The exhibition includes two oil paintings from the 1980s, “Ned Kelly’s Psychosis” (1984) and “Crocodile Dundee” (1988), that mercilessly parody Western modern art and Australian settler culture. Two baroque portraits from the 1990s channel the nexus of patriarchy and religion: the vivid collage, “Ex Voto” (1991), that imbues Latin American devotional art with an riotous maximalism, and “Self-portrait” (1992), a feminized version of a self-portrait by 19th Century Mexican artist Hermenegildo Bustos, who was famous for his own Ex Voto paintings. The large collage, “Two women on the banks of the Yarra” (2003), is from a series of reimaginings of the female nude within art history: here, the women’s gaze is away from the artist and toward portraits of two men: one Indigenous and one European. “Carmen Gallardo” (2005), is an allegorical silkscreen of a childhood friend whose mother relayed indigenous Mapuche myths to the artist when he was a child. Two recent works in oil confront the legacy of portrait painting with their surreal compositions of figures upon abstracted backgrounds: one depicts the head and hands of a Machi, a gender-fluid Mapuche shaman, next to a levitating rock; the other is a diptych of a Gumby-like figure alongside a nude trans-person. An eclectic series of recent acrylics on paper cover the spectrum of the artist’s ongoing interests, including revolutionary history, romantic landscape painting, and the relationship between text and subtext.
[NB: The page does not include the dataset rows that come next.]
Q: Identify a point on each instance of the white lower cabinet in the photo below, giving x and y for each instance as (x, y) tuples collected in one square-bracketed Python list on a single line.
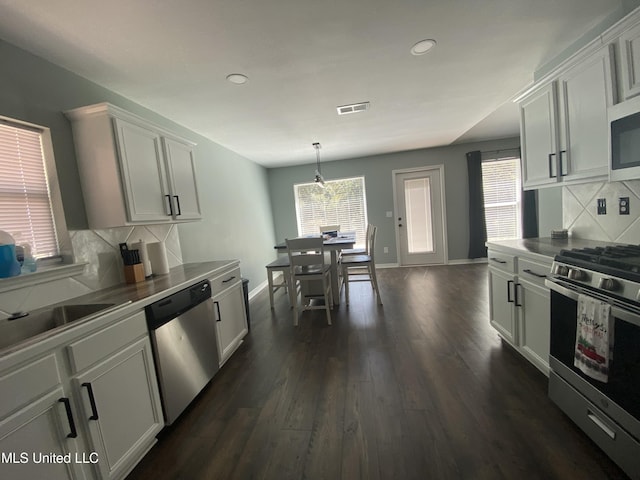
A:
[(40, 441), (534, 324), (229, 308), (120, 407), (502, 312), (519, 304), (88, 408)]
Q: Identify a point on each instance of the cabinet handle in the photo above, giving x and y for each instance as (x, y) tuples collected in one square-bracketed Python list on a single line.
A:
[(509, 283), (562, 153), (551, 175), (72, 425), (170, 214), (219, 319), (531, 272), (92, 401)]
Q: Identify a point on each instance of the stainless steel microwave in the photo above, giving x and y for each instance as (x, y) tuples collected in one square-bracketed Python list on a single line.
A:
[(624, 140)]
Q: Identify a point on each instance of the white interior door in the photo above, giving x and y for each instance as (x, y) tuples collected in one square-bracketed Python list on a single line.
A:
[(419, 201)]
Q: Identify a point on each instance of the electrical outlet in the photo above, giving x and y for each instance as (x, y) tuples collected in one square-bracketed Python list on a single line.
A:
[(624, 206), (602, 206)]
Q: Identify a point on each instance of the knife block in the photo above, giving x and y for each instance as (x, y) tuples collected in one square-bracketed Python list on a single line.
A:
[(134, 273)]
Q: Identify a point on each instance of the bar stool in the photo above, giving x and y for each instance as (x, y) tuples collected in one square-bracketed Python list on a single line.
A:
[(281, 264), (361, 268), (308, 265)]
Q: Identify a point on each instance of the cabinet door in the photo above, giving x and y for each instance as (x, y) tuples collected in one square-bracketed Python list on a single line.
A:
[(534, 323), (182, 178), (121, 406), (501, 305), (538, 136), (143, 173), (231, 320), (586, 91), (629, 45), (41, 428)]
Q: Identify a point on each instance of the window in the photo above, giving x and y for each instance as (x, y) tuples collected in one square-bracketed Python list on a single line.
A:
[(341, 202), (26, 208), (502, 197)]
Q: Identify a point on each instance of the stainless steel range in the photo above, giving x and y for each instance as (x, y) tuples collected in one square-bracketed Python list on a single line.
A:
[(595, 346)]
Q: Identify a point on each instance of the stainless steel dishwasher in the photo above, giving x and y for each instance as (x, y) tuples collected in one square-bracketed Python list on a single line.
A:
[(183, 334)]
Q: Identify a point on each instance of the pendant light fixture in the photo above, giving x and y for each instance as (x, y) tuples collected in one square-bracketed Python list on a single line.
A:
[(319, 179)]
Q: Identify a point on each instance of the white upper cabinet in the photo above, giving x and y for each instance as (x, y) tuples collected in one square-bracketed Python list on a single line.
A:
[(132, 172), (586, 91), (143, 172), (182, 179), (564, 126), (538, 133), (629, 62)]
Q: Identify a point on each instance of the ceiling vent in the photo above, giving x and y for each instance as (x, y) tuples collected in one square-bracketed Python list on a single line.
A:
[(353, 108)]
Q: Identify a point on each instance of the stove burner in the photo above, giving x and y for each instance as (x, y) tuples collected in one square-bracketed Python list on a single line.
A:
[(620, 260)]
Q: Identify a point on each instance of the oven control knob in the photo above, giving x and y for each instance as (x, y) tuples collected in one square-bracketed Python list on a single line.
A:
[(575, 274), (608, 284), (561, 270)]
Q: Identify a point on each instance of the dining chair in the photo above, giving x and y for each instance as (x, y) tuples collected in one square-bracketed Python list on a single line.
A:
[(281, 264), (362, 250), (308, 265), (361, 268)]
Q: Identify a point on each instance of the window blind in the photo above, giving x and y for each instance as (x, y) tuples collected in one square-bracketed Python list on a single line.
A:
[(502, 197), (25, 202), (342, 202)]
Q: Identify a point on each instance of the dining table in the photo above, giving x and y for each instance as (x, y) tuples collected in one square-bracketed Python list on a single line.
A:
[(332, 244)]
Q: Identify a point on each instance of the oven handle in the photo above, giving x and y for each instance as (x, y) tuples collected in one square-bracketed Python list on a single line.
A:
[(627, 313), (592, 416)]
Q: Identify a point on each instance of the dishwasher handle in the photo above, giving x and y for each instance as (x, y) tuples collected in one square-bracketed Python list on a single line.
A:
[(172, 306)]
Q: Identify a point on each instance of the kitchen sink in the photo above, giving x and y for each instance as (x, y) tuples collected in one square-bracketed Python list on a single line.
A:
[(20, 327)]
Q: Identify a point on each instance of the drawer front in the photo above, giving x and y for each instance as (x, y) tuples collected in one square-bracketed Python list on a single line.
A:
[(616, 442), (99, 345), (502, 261), (533, 272), (224, 281), (26, 384)]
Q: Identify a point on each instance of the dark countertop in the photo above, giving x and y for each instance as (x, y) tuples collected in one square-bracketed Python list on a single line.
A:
[(545, 247), (124, 299), (158, 286)]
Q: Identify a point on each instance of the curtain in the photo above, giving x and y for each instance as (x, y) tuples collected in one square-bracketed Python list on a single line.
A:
[(529, 214), (477, 225)]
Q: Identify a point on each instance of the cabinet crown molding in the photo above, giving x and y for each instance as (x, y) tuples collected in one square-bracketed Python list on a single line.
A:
[(81, 113)]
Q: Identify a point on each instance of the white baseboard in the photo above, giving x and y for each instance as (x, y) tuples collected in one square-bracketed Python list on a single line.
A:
[(258, 289), (465, 261)]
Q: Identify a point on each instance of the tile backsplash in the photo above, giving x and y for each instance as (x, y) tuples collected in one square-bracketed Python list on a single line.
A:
[(580, 213), (99, 248)]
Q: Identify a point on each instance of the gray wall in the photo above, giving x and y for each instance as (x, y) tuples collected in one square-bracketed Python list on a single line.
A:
[(377, 172), (233, 190), (626, 7)]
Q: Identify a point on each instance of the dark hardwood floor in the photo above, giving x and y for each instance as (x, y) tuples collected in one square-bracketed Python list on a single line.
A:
[(419, 388)]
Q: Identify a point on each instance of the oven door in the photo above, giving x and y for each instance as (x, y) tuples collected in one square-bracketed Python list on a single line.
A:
[(620, 396)]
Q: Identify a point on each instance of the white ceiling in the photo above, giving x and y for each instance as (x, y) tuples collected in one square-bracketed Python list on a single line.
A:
[(306, 57)]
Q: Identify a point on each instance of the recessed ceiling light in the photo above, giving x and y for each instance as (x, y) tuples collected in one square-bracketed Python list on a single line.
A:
[(423, 46), (237, 78), (353, 108)]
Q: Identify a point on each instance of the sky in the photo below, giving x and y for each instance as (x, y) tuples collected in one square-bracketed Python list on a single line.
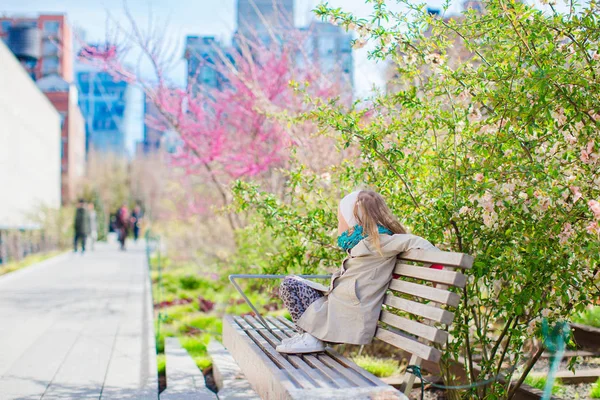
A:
[(193, 17)]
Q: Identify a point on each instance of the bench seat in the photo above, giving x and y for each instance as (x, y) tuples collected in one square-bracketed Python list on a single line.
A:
[(326, 375)]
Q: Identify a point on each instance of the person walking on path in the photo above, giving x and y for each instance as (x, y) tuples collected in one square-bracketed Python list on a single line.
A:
[(93, 225), (136, 216), (81, 226), (122, 225), (348, 310)]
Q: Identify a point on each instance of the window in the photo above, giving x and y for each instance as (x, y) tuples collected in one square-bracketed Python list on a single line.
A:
[(5, 26), (51, 27), (326, 46), (49, 65), (49, 48), (208, 75)]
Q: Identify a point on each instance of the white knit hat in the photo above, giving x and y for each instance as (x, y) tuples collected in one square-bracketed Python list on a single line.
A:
[(347, 205)]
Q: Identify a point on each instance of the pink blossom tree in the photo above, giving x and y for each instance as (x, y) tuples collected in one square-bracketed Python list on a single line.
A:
[(240, 130)]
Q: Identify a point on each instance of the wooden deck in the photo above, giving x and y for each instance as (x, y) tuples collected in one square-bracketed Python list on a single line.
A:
[(326, 375)]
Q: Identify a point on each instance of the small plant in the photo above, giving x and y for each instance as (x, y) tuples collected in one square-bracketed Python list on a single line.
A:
[(189, 282), (590, 316), (539, 382), (595, 391), (161, 363), (378, 366)]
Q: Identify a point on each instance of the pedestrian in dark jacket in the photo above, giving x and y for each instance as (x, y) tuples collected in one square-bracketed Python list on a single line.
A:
[(81, 226), (136, 217), (122, 224)]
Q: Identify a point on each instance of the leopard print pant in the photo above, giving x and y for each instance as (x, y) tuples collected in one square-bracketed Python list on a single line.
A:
[(297, 296)]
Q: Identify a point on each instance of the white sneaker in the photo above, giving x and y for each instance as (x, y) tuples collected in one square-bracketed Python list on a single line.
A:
[(306, 343), (291, 339)]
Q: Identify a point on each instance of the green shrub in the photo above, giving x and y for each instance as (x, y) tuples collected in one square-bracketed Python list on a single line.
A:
[(590, 317), (203, 362), (595, 392), (189, 282), (195, 346), (539, 382), (210, 323), (378, 366)]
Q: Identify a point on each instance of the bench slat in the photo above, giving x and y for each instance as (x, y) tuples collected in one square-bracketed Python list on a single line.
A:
[(312, 360), (426, 292), (422, 310), (296, 361), (458, 260), (433, 275), (299, 375), (412, 346), (254, 363), (415, 328), (345, 366)]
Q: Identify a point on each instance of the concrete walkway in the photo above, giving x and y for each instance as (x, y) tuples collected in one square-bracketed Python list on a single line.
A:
[(79, 327)]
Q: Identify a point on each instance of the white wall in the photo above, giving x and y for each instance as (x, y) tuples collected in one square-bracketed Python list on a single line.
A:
[(30, 141)]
Juan Davila (Santiago de Chile, 1946) lives and works in Melbourne, Australia. He studied law and then fine art at the University of Chile in Santiago. He has had solo exhibitions at the Chisenhale Gallery, London, UK (1994); the Museum of Contemporary Art, Sydney, Australia (2006); the National Gallery of Victoria, Melbourne, Australia (2007); Matucana 100, Santiago, Chile (2016); and MUSAC, Leon, Spain (2018). He was included in the Biennale of Sydney (1982 and 1984); the São Paulo Biennial (1998); Documenta 12, Kassel, Germany (2007); and the 38th EVA International, Limerick, Ireland (2018).
Selected group exhibitions include: Museum of Contemporary Art, Santiago, Chile (1970); ”Artist’s Proof, Leppe, Cardenas, Davila, performance,” XII Biennale of Paris, Museum of Modern Art, Paris, France; “Popism”, curated by Paul Taylor, National Gallery of Victoria, Melbourne (both 1982); “Currents ‘93 Dress Codes,” ICA, Boston (1993); “Cocido y Crudo,” Centro de Arte Reina Sofia, Madrid; ”Don’t Leave Me This Way, Art in the Age of AIDS,” Australian National Gallery, Canberra, Australia (both 1994); “Arte Contemporaneo Chile: Desde el Otro Sitio/Lugar,” National Museum of Contemporary Art, Seoul, Korea and Museo de Arte Contemporaneo, Santiago, Chile (2006); “Ecstatic Resistance,” Grand Arts, New York, NY (2009); “Histories of Sexuality,” Museu de Arte de Sao Paulo (MASP), Sao Paulo, Brazil (2017-18); ”An Opera for Animals,” Parasite, Hong Kong (2019); and ”A Very Special Place: Ikon in the 1990s,” Ikon Gallery, Birmingham, UK (2021).
Davila is in many public collections including the Australian National Gallery, Canberra; the Metropolitan Museum of Art, New York; the National Gallery of Victoria, Melbourne; and the Tate Collection, London.